I couldn’t tell at first that the tan, four-legged, tailed creature wandering around the middle of the golf course in the distance was a cow. Dusk was dimming, it was too far away to photograph or see, and for a surreal, stupid moment, I thought a lion had escaped some local zoo in the flooding — I’d read about something along those lines recently in southeastern Europe. This flood wasn’t a hemisphere away; this was Springfield, Missouri, last Friday, in the aftermath of then-Tropical Depression Bill. I was up for Father’s Day weekend to see my dad, also named Bill, and the rest of the bunch. We took off to see the water as soon as I got there.
These first few are from Rivercut Golf Course, inundated by several extra feet of the James River after days of rain. The water broke a record more than a century old, and it attracted an audience. Onlookers drove and walked past here and other swollen rivers and lakes in the area all weekend. The cow ended up OK, if you’re wondering, but for the night it was stuck on an island of green.
We drove around past sunset, and from the car I also caught an abstract little scribble of the crescent moon and a fainter Venus above it in the sky.
The rest of these photos have to do with water, too — little demonstrations for myself of how beautiful and powerful it can be. Egyptians have had the right idea, I think, accepting and celebrating their main river’s periodic flooding.
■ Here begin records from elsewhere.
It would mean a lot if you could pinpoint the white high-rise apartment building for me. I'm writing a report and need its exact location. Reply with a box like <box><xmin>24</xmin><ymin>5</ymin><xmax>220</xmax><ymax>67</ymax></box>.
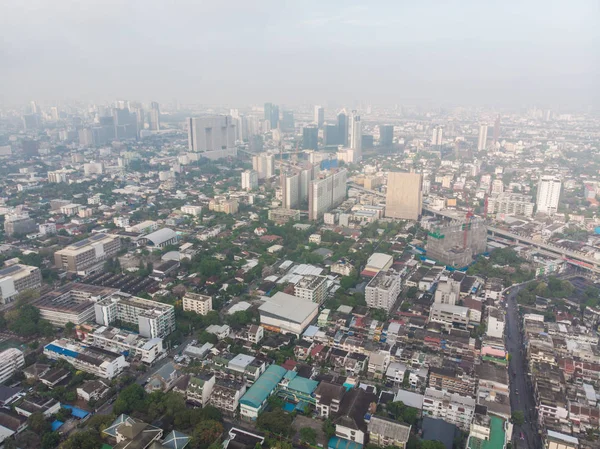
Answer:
<box><xmin>242</xmin><ymin>170</ymin><xmax>258</xmax><ymax>190</ymax></box>
<box><xmin>536</xmin><ymin>175</ymin><xmax>562</xmax><ymax>215</ymax></box>
<box><xmin>477</xmin><ymin>123</ymin><xmax>487</xmax><ymax>151</ymax></box>
<box><xmin>365</xmin><ymin>271</ymin><xmax>401</xmax><ymax>312</ymax></box>
<box><xmin>187</xmin><ymin>115</ymin><xmax>237</xmax><ymax>159</ymax></box>
<box><xmin>350</xmin><ymin>111</ymin><xmax>362</xmax><ymax>154</ymax></box>
<box><xmin>252</xmin><ymin>153</ymin><xmax>275</xmax><ymax>179</ymax></box>
<box><xmin>431</xmin><ymin>126</ymin><xmax>444</xmax><ymax>146</ymax></box>
<box><xmin>315</xmin><ymin>105</ymin><xmax>325</xmax><ymax>128</ymax></box>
We’ve spent a lot of time and effort trying to control our rivers and building golf courses next to them; every now and then they remind us how they once were.
My obsession with fungi is getting a little out of hand, but how can I resist these delicate, translucent beauties?
The same James River that was running over the golf course goes down to Table Rock Lake; the river picked up a little more steam on the way down.
It was a good Father’s Day weekend up there; I hope you can say the same where you are. And happy summer!